Но когда желваки на его побагровевших щеках начали самопроизвольно разгуливать из стороны в сторону, она аккуратно выступила из задумчивости и с огромной осторожностью, словно пытаясь тончайшей льдинкой написать что-то в воздухе, произнесла:
Со мной случилась беда, которой я рада. Со мной произошло нечто, что я не умею описать, объяснить, но что признано мною как важная, неведомая мне раньше, часть меня.
Ты поняла, что ты лесбиянка?
Он произнес это без злобы и брезгливости, но слишком отчетливо и даже громко, так, что сидящие впереди пассажиры оглянулись посмотреть на соседей и заерзали на своих местах.

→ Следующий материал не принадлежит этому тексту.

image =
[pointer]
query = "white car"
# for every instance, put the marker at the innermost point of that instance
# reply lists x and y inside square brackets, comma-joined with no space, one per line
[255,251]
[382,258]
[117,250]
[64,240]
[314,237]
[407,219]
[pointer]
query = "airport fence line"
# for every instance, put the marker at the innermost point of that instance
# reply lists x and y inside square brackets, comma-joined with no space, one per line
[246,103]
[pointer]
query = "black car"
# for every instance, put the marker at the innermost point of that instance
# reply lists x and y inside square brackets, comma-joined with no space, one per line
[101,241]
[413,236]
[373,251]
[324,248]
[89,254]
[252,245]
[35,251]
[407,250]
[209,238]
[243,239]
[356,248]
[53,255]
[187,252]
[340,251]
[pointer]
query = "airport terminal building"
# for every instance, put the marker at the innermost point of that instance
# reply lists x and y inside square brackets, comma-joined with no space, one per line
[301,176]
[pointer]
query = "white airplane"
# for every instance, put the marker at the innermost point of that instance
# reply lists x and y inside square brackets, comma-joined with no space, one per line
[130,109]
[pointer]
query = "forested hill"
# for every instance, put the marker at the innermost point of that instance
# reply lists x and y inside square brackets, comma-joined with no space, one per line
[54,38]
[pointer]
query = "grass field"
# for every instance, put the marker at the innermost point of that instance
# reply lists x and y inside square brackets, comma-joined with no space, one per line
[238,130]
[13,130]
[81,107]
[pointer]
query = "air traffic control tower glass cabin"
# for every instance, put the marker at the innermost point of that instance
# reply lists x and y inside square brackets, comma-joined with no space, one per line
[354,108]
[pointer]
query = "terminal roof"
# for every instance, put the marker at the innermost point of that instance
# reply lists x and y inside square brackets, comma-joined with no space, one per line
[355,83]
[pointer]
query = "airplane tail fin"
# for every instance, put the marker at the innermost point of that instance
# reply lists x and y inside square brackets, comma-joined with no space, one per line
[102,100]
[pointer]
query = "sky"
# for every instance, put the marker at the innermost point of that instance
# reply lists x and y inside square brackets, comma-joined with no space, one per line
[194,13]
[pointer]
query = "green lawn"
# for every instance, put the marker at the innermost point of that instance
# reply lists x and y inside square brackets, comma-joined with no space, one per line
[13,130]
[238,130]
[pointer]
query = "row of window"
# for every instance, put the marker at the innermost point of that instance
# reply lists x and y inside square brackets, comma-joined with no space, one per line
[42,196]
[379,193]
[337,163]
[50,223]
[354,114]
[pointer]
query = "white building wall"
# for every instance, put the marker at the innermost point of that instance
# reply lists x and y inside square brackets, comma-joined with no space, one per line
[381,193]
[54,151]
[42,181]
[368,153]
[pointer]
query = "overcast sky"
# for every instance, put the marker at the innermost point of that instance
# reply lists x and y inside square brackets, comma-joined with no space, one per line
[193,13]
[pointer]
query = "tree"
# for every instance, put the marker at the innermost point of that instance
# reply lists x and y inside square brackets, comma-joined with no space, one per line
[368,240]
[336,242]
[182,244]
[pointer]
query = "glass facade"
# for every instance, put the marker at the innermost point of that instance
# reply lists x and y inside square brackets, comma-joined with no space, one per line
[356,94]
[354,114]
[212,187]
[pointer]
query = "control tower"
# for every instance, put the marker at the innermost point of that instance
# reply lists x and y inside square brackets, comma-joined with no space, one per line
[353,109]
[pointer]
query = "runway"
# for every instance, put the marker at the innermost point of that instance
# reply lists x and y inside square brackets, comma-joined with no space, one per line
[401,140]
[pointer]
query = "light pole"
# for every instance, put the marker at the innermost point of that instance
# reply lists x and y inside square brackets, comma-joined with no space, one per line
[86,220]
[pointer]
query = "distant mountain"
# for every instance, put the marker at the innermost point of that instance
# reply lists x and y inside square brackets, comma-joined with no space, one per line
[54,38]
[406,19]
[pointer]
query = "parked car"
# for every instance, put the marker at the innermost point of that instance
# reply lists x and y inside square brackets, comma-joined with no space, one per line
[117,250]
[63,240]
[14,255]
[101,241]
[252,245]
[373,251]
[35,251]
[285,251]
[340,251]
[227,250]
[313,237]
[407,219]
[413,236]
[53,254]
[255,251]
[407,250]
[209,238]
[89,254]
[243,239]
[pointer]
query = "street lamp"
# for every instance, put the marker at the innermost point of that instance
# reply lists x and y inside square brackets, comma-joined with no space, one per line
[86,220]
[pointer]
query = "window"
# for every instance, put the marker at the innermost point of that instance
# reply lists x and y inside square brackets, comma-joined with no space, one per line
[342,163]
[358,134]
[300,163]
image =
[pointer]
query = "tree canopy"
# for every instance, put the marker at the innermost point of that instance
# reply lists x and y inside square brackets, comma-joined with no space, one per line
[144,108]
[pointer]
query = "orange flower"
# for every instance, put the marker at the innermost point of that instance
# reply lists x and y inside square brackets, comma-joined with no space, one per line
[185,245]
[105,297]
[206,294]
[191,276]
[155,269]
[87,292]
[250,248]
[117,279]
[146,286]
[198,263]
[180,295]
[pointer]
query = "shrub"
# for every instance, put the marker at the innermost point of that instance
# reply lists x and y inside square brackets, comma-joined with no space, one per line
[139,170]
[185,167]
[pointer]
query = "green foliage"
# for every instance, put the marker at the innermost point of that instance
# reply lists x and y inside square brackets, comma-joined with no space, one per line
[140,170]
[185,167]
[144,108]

Отнюдь нет. – Она сумела не заметить и этого. – Я не лесбиянка, хотя я переживаю странный с этой точки зрения опыт. Я просто сделала шаг в сторону и нашла там себя.
А меня ты там не искала?
Она словно очнулась.
Я служу тебе верой и правдой. Принимаю твоих гостей, воспитываю твою дочь, хороню твою мать. Я теплю твое свинство, лечу твои болезни. Я даже составляю тебе компанию в путешествиях и, заметь, совершенно не мешаю тебе жить, а только помогаю, как могу. Неужели я не заслужила от тебя немного снисхождения?